Believe it or not, the Brooklyn Nets were optimistic back in mid-December. Spencer Dinwiddie was playing like an All-Star, the defense was coming along and there was hope that they could coalesce into something cohesive. They just had to get healthy.
Kevin Durant was out for the season, but the severity of Kyrie Irving's shoulder injury wasn't clear. It might be tricky for Irving, Dinwiddie and Caris LeVert to find on-court harmony, but there are worse problems than figuring out how to maximize such a talented trio. In the playoffs, the thinking went, opponents wouldn't be able to stop all of them.

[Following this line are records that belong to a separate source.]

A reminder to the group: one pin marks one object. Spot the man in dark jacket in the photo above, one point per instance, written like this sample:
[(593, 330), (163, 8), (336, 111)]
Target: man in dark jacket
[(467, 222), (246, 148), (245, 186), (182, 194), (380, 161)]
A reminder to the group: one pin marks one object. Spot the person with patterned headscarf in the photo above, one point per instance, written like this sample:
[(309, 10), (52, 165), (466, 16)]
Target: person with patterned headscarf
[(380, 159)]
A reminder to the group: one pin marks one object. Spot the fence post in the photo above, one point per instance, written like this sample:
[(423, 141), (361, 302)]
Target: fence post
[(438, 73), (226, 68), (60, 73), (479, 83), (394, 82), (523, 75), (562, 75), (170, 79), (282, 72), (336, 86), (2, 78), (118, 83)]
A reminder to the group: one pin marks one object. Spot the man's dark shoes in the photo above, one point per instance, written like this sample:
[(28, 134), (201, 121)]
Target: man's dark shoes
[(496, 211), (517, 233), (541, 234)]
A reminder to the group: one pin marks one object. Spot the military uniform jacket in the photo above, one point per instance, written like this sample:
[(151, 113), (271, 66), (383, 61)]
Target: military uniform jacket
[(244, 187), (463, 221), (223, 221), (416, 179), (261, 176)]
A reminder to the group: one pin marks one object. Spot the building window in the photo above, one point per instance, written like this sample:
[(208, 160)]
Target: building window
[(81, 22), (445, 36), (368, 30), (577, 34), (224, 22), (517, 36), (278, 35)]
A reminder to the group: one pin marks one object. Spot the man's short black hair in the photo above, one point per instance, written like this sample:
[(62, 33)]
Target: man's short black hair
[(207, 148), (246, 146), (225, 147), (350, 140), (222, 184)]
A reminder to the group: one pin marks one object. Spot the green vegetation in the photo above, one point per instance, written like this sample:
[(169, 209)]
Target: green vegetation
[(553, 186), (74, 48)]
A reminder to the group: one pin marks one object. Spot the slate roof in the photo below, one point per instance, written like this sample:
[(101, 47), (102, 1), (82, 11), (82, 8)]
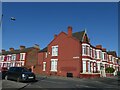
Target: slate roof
[(18, 51), (112, 53), (79, 35)]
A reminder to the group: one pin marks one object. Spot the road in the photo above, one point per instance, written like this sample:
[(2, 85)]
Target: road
[(63, 82)]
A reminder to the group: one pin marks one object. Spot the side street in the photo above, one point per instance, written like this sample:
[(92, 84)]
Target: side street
[(64, 82), (67, 45)]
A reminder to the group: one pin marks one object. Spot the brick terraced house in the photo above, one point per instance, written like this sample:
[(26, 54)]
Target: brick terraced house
[(71, 54), (21, 57)]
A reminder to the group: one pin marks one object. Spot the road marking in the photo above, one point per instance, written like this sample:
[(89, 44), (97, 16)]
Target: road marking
[(84, 86), (54, 82)]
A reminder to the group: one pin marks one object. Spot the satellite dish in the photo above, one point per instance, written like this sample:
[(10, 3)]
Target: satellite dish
[(13, 18)]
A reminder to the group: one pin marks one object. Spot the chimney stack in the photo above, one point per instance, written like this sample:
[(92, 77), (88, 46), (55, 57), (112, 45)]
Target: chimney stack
[(11, 49), (55, 36), (69, 31), (22, 47), (99, 46)]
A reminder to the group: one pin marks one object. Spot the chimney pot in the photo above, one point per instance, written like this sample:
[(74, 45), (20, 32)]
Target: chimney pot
[(69, 31)]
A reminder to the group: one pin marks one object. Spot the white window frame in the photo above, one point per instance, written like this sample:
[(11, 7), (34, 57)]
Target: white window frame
[(44, 66), (90, 52), (84, 50), (55, 64), (84, 66), (46, 55), (22, 56), (55, 52)]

"You need multiple people that can score, multiple people that can do different things," Garrett Temple told me after a comfortable home win that put Brooklyn a couple of games over .500. "And that's why it's great that we are going to have eventually three guys that can really create off the dribble whenever we need 'em to. And guys that can spot up and shoot it and then obviously two bigs that can dominate the paint."
This sentiment seems laughable now. Well before the March 11 NBA shutdown, the Nets' high hopes had been dashed. If there are no more games in 2019-20, no team will get a satisfying ending. For Brooklyn, though, there would be something fitting about a season of false starts coming to an abrupt stop.
On Sep. 24, the Nets held their first media availability, with general manager Sean Marks and coach Kenny Atkinson scheduled to speak. Atkinson missed it, though, to go see a doctor with Irving. The star guard had been hit with an elbow in a pickup game and fractured his face. Their next six months had as much rhythm as that appalling "Imagine" cover, and they were just as easy to mock after Atkinson's exit: Some culture, huh?